In the recent judgment, AES Ust-Kamenogorsk Hydropower Plant LLP v Ust-Kamenogorsk Hydropower Plant JSC [2011] EWCA Civ 647, the Court of Appeal held that an anti-suit injunction can be granted to restrain foreign proceedings brought in breach of an English arbitration agreement, even in the absence of an actual, proposed or intended arbitration.

The dispute arose out of a concession agreement to produce hydroelectric energy between the state of Kazakhstan government (D) and a US company (C). The agreement specified London arbitration for the resolution of any disputes. D commenced proceedings in Kazakhstan, where the Supreme Court held that the arbitration agreement was non-compliant with public policy and therefore void. C subsequently issued a claim in the English Commercial Court, seeking an anti-suit injunction under section 44 of the Arbitration Act 1996 (AA) and/or section 37 of the Senior Courts Act 1981 (SCA). D challenged the court’s jurisdiction to grant the injunction.

Section 44 of the AA empowers the court to grant interim injunctive relief for the purpose of preserving evidence or assets in cases of urgency and where there is no arbitral tribunal in existence. The raison d’être of the provision, and of this part of the AA, is to support the arbitration process once it is afoot. Similarly, section 37 of the SCA allows the court to grant an interim or final anti-suit injunction where foreign court proceedings have been brought in breach of an arbitration agreement.

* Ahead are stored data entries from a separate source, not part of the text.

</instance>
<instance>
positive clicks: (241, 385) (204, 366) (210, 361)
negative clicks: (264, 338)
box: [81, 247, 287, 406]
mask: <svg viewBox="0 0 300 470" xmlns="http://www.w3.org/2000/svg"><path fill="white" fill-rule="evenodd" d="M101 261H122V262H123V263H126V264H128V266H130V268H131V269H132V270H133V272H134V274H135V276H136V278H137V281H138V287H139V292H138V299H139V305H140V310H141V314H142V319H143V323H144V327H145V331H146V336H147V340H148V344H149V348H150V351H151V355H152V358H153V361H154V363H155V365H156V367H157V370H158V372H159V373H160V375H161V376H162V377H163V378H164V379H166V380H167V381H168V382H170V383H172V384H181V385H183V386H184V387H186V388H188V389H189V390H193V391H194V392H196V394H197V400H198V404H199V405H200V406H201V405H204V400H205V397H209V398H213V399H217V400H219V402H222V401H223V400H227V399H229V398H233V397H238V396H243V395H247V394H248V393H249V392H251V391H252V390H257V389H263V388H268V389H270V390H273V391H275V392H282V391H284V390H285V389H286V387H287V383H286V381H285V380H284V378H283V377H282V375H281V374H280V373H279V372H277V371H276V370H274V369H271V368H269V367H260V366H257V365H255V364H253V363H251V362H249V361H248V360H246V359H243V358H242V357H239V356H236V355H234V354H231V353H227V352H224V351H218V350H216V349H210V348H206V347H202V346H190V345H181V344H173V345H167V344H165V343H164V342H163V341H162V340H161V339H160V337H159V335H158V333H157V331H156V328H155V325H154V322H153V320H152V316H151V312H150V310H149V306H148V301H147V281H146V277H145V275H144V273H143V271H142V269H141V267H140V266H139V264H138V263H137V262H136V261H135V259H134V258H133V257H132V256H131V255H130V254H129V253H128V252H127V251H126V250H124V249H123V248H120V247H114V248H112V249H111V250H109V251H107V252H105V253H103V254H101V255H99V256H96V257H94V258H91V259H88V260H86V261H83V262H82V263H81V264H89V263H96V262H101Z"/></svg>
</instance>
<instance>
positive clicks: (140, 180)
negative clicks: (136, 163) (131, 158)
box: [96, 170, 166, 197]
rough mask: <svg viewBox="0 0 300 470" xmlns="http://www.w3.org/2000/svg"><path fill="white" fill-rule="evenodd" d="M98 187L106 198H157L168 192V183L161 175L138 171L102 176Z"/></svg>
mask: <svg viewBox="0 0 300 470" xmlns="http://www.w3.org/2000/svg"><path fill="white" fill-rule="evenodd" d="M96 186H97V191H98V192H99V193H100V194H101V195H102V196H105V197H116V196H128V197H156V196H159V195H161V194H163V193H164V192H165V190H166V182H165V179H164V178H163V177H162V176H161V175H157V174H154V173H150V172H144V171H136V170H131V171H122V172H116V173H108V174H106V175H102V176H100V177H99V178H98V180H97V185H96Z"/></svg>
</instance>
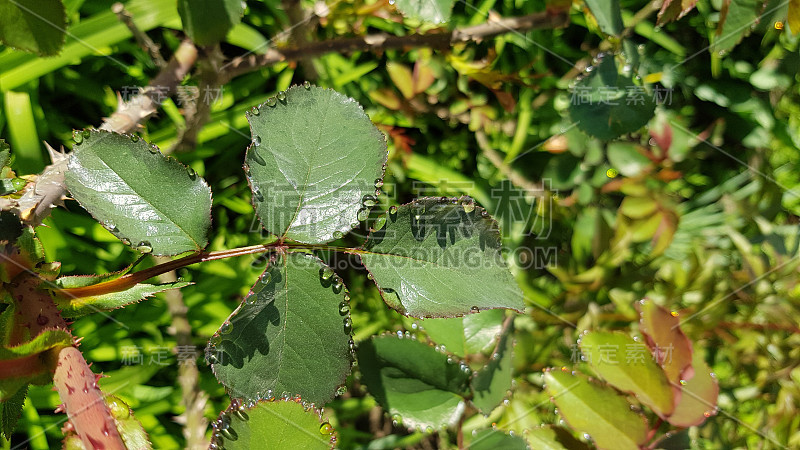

At first instance, Mr Justice Burton dismissed D’s challenge to the court’s jurisdiction. He held that the court could not intervene under section 44 of the AA, because there was no actual or intended arbitration, but that the court still had jurisdiction under section 37 of the SCA. This was the case in spite of section 1(c) of the AA which provided that “the Court should not intervene except as provided by this part”.

The Court of Appeal upheld the decision below and found that the AA did not exclusively govern the question of whether the court had jurisdiction to grant injunctive relief. Lord Justice Rix, delivering the leading judgment, considered that where there was an arbitration in prospect or in motion and so section 44 of the AA applied, it would be wrong in principle to circumnavigate the limitations of section 44. However, where there was no arbitration in prospect there was no bar to the court’s jurisdiction under the SCA. The court held that the words “should not intervene” in section 1(c) of the AA related to an intervention in an arbitration rather than an intervention in litigation which threatened the conduct of arbitration proceedings or the efficacy of an arbitration agreement. The court also found that C had successfully established a jurisdictional gateway for service out of the jurisdiction under CPR 62.51(1)(c) which was not, as D had contended, limited to claims under the AA and that the English court was not bound to recognise or enforce the decision of the Kazakhstan court (which was plainly wrong). In addition, the court found that C had not submitted to the jurisdiction of the Kazakhtsan court by arguing the merits in circumstances where the court had refused to decline jurisdiction and where C had little other practical options.

This decision provides welcome clarification of the relationship between section 44 AA and section 37 SCA as well as of the circumstances in which an anti-suit injunction may be obtained.